Note: Some directories in MapReduce are user-configurable. I recommend you exclude them. These properties can be found in Ambari > YARN > Configs > Advanced and this one, in particular, should be excluded:
mapreduce.jobhistory.recovery.store.leveldb.path
Consider excluding the following directories and all of their subdirectories:
/usr/hdp /etc/hadoop /var/lib/hadoop-mapreduce
/var/run/hadoop-mapreduce /var/log/hadoop-mapreduce
Note: HDFS, YARN, MapReduce, and ZooKeeper are mutually interdependent and you are likely to experience unsatisfactory results if you fail to also exclude the other components.
Note: ZooKeeper has a user-configurable data directory. I recommend you exclude it. This directory can be found by running the following command:
# grep dataDir /etc/zookeeper/conf/zoo.cfg
Consider excluding the following directories and all of their subdirectories:
/usr/hdp /etc/hadoop
/var/run/zookeeper /var/log/zookeeper
Note: HDFS, YARN, MapReduce, and ZooKeeper are mutually interdependent and you are likely to experience unsatisfactory results if you fail to also exclude the other components.

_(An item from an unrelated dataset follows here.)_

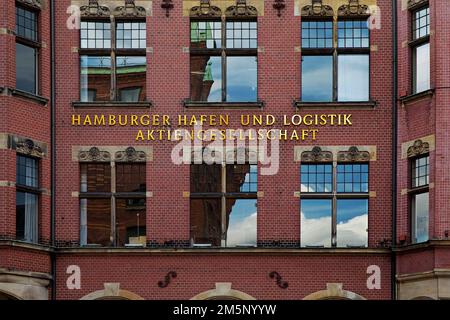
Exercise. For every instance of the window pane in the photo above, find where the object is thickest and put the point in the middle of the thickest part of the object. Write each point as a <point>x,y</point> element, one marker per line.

Created on 06-25-2021 01:14 AM
Mcafee also lists launch_container.sh under vulnerability which can be ignored as launching containers is part of a yarn architecture.
Please be kind to go through the below point to understand more about yarn:
1. Client/user submits a job request.
2. Resource manager will check the input splits and will throw an error if it cannot be computed.
3. On successful computation, the resource manager will call the job to submit the procedure.
4. It will then find a node manager where it can launch app master
5. App master process will check the input splits and will make mapper and reducer tasks(Task IDs are given at this point)
6. App master will do the computation and based on that it will request resources in form of a container that will contain memory and CPU as requested by the App master.
7. On receiving the request, the node manager will use "launch_container.sh" as well as a few other job-related inputs to successfully launch a container to be used for task execution.
This is the expected behavior and should be considered a false vulnerability.